With so many options, it can be overwhelming to consider where to begin. We recommend facility managers review the waste streams within the plant and follow them back to the sources. What areas of your operation are producing the most waste? Which equipment is utilizing the most energy? By locating the source, you can identify key areas to implement changes.

Flexographic printers should also consider the sustainability efforts their customers are currently implementing and work to proactively integrate the proper machinery into their facilities. As customers begin to adopt films composed of recycled scrap materials or lower gauge films that reduce the amount of plastic used, it becomes that much more critical that machinery is manufactured to exact tolerances. As the material becomes thinner, it becomes more difficult to convert, which requires precision machinery to prevent waste.

Presses and machinery are major investments that printers expect to last for years, if not decades, and upgrading for the sole purpose of enhancing sustainability may not seem realistic. There are options, however, that have significantly smaller price tags and still take a step in the “green” direction.

Printed web on the cooling rolls of a 52-in. PCMC Fusion board press.
Photo courtesy of Paper Converting Machine Co (PCMC)

Work with your equipment manufacturer to identify pieces of machinery that can be upgraded through retrofitted components and controls. Facilities can also kickstart their sustainability initiatives without blowing the budget by upgrading smaller pieces of equipment, such as dryers and anilox cleaners, rather than presses.

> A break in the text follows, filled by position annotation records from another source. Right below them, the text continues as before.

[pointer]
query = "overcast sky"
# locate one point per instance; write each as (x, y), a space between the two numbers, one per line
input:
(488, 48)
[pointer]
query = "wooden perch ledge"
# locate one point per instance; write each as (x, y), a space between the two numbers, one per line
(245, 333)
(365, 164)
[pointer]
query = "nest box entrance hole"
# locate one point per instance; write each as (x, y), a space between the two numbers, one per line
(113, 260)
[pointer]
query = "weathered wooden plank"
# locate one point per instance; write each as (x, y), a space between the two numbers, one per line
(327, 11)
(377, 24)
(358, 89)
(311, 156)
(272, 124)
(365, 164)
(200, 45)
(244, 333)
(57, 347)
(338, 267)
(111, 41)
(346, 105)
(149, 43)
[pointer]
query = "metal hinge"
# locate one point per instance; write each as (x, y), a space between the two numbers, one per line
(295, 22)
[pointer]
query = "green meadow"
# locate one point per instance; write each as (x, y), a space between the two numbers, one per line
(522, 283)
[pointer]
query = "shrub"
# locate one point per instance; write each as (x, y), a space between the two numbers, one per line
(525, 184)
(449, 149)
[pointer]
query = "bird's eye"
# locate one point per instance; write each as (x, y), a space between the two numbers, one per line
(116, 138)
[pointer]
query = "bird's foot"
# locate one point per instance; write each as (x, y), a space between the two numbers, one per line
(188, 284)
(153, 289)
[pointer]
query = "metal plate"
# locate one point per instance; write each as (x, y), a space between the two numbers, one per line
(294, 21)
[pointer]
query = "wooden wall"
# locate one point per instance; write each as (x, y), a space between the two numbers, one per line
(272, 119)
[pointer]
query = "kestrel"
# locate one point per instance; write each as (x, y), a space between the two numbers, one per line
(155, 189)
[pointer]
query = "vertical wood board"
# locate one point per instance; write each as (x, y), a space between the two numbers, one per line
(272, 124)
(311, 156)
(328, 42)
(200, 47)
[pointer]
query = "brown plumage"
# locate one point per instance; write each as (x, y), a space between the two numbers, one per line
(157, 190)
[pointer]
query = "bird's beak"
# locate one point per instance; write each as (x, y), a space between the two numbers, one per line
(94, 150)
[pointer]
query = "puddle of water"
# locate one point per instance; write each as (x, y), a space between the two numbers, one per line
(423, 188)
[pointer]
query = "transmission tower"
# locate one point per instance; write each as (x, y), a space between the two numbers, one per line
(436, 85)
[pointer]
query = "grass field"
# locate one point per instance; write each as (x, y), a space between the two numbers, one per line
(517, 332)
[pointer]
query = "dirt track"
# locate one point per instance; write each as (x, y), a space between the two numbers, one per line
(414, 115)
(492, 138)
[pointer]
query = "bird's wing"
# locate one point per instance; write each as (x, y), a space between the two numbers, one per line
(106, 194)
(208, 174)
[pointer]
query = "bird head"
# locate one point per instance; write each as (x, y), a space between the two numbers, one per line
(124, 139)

Lichon: There are many reasons that prompt a buyer to make an equipment purchase, specifically a new flexo press. They can range from increased production volume, need for higher-quality print images, job change frequency, higher throughput, existing presses wearing out or simply a change in product mix, just to name a few.

Retroflex would like to work with the potential buyer to perform an analysis of existing equipment. Then the buyer should determine the exact reason for considering a purchase. This should be an open and realistic discussion involving many factors, such as existing as well as future needs and wants. Does existing equipment meet these needs and wants? Can the existing equipment be upgraded and retrofit to accommodate those needs and wants? In many cases upgrades and retrofits—such as new doctor blade systems, increased drying/curing capacity, additional downstream print/coat stations—drive upgrades. These may be the most cost-effective ways for the buyer to meet its needs and wants.

If a new press is the most cost-effective way of reaching the needs and wants, then we can work with them to help determine if a full servo press with on-press sleeve changes, full auto unwinds and rewinds, auto washup and many other whistles and bells is required, or if there is a lesser-equipped press that will allow the buyer to achieve the same goals at a lower cost. Having the potential buyer and supplier working together at a very early stage is a much more effective approach that will allow the customer to achieve all its wants and needs without overspending on features that may not result in the target ROI.